Petitioner's sole argument for challenging the summonses is that Title 26 of the United States Code "is not the law," because Congress has not enacted Title 26 into positive law under 1 U.S.C. § 204(a). (Pet. at ¶ 2, 3.) Petitioner argues that the court must "disregard the misleading language of USC 26, 7602 [sic] and look to the Statutes at Large for governing law in this case." (Pet. ¶ 4.) This so-called misleading language of § 7602 confers broad power to the IRS to issue a summons:
For the purpose of ascertaining the correctness of any return, making a return where none has been made, determining the liability of any person for any internal revenue tax or the liability at law or in equity of any transferee or fiduciary of any person in respect of any internal revenue tax, or collecting any such liability, the Secretary is authorized — (1) To examine any books, paper, record, or other data which may be relevant or material to such inquiry; (2) To summon the person liable for tax or required to perform the act, or any officer or employee of such person, or any person having possession, custody, or care of books of account containing entries relating to the business of the person liable for tax or required to perform the act, or any other person the Secretary may deem proper, to appear before the Secretary at a time and place named in the summons and to produce such books, papers, records, or other data, and to give such testimony, under oath, as may be relevant or material to such inquiry. . . .26 U.S.C. § 7602(a)(2).

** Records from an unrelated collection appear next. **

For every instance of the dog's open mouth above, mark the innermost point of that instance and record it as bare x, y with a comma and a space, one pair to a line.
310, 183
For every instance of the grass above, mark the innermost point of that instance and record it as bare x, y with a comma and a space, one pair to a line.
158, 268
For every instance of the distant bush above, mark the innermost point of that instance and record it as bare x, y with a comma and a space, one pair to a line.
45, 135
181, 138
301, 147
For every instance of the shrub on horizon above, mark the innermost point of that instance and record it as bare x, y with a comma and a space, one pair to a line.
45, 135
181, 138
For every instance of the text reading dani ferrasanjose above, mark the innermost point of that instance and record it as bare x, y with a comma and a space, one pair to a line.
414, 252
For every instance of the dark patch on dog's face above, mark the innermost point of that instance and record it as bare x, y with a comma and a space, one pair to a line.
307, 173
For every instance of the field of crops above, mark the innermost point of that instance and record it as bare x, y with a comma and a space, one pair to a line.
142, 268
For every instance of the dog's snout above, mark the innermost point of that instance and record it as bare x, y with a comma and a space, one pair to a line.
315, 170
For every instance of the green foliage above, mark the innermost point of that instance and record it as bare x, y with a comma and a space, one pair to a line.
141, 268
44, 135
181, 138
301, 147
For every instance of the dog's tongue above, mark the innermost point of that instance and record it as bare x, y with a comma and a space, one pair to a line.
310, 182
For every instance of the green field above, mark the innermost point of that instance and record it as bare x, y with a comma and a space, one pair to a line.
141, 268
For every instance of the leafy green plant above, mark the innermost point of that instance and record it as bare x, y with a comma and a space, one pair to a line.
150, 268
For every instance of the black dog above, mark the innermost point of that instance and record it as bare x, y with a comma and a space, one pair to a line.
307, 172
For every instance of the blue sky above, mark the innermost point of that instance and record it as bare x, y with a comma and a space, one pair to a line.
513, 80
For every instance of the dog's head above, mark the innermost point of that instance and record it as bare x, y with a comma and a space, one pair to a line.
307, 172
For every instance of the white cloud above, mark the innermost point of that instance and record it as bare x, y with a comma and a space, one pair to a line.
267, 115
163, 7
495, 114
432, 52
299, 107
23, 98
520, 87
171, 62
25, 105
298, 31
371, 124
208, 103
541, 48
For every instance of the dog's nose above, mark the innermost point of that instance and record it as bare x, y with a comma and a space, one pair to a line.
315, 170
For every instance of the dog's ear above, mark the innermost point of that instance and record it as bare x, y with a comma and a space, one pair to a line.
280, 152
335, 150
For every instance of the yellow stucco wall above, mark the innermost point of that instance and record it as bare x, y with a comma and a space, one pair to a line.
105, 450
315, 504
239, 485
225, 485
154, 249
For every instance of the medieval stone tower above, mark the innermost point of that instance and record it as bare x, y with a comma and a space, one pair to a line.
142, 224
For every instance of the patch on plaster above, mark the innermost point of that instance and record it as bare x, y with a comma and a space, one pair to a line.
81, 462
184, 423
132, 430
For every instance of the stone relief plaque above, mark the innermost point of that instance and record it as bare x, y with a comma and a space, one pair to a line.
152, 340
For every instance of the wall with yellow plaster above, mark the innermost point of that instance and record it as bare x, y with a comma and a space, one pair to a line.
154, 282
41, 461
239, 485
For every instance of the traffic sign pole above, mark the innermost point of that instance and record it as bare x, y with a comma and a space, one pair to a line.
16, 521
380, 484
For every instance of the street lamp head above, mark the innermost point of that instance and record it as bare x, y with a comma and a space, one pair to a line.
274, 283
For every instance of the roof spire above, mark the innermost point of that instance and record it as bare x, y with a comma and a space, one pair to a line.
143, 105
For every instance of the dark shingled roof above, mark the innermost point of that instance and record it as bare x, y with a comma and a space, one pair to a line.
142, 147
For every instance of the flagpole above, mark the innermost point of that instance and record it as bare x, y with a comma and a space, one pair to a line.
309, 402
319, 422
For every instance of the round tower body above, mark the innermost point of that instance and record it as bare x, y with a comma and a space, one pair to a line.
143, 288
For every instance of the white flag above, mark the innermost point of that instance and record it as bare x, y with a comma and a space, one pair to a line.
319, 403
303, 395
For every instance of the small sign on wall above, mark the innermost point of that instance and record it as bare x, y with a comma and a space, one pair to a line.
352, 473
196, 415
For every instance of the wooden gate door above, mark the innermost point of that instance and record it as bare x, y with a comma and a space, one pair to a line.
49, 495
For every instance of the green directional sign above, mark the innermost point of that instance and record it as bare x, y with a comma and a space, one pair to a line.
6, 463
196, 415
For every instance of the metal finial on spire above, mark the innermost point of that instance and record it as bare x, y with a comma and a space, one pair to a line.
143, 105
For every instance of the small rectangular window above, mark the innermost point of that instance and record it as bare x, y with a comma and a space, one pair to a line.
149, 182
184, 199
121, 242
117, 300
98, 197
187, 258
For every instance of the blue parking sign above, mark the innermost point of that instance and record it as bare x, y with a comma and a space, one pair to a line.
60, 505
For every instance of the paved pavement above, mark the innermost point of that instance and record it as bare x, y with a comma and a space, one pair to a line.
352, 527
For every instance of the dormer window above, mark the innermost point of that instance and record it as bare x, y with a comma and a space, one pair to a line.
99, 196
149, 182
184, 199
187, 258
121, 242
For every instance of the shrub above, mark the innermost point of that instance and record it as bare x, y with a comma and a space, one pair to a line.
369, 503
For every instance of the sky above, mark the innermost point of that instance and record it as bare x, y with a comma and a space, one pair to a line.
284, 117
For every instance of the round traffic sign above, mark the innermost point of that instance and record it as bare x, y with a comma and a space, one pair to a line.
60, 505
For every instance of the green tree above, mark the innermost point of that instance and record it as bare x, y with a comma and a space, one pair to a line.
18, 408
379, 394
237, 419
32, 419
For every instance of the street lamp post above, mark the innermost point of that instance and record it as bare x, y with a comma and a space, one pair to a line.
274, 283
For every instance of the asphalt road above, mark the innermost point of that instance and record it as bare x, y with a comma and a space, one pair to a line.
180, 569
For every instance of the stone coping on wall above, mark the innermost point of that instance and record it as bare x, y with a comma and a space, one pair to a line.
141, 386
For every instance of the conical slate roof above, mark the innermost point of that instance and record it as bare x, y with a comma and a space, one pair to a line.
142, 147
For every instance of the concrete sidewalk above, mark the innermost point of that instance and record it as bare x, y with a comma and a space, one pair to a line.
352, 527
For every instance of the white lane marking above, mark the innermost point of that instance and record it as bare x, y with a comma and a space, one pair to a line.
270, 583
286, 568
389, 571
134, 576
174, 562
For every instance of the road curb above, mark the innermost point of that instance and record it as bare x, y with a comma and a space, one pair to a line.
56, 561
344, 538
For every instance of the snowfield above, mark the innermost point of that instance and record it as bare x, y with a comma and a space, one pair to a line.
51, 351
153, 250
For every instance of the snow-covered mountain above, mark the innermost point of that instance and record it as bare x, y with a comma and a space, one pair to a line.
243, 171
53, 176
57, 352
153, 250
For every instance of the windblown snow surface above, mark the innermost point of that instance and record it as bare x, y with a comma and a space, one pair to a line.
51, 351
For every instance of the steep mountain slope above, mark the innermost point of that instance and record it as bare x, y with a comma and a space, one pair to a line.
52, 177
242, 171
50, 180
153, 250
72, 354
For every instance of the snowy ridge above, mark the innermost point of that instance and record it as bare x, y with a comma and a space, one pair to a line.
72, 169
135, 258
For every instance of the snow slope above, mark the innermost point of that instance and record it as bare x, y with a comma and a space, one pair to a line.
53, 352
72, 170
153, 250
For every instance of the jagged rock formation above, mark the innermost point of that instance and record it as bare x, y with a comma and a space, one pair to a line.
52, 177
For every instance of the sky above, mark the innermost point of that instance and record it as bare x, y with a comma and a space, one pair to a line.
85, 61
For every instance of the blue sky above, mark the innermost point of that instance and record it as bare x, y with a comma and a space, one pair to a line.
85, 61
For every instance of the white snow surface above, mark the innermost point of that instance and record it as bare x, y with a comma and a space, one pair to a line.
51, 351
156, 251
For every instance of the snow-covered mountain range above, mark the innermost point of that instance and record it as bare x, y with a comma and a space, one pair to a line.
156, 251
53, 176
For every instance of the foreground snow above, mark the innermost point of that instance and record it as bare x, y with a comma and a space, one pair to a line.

According to petitioner, the "Statutes at Large," circumscribe this broad authority by limiting the summons authority of the IRS to: (1) "those who have been notified of an obligation to file and have either refused or neglected to do so"; and (2) "people or entities engaged in certain special business activities that are required to deliver a monthly or other return of objects subject to tax." (Pet. at ¶ 2, 5 (internal quotation marks omitted and emphasis in original).) Petitioner claims that he does not fall into either category, and therefore, the IRS has no authority to issue the summonses.
This argument is specious. Section 7602 is duly enacted law, and "the enactment into 'positive' law of a title of the United States Code [does not] make or unmake the efficacy or force of a duly-enacted [ sic] law." United States v. Zuger, 602 F. Supp. 889, 891 (D.Conn. 1984). Moreover, both the Supreme Court and the Second Circuit have recognized that § 7602 delegates broad summons power to the IRS. See United States v. Arthur Young Co., 465 U.S. 805, 816 (1984) (noting that "the very language of § 7602 reflects . . . a congressional policy choice in favor of disclosure of all information relevant to a legitimate IRS inquiry. In light of this explicit statement by the Legislative Branch, courts should be chary in recognizing exceptions to the broad summons authority of the IRS") (emphasis in original) (citing Milwaukee v. Illinois, 451 U.S. 304, 315, (1981)); St. German of Alaska Eastern Orthodox Catholic Church v. United States, 840 F.2d 1087, 1092 (2d Cir. 1988) (noting that the IRS "enjoys broad summons power") (citation omitted). Petitioner has not alleged any facts that would permit the court to find that respondent exceeded its broad summons authority under these liberal standards. Petitioner's claim that § 7602 is not the law is meritless. Accordingly, the court finds that he has failed to state a claim for which relief may be granted.
II. Conclusion
For the reasons set forth above, the motion to dismiss is granted in its entirety.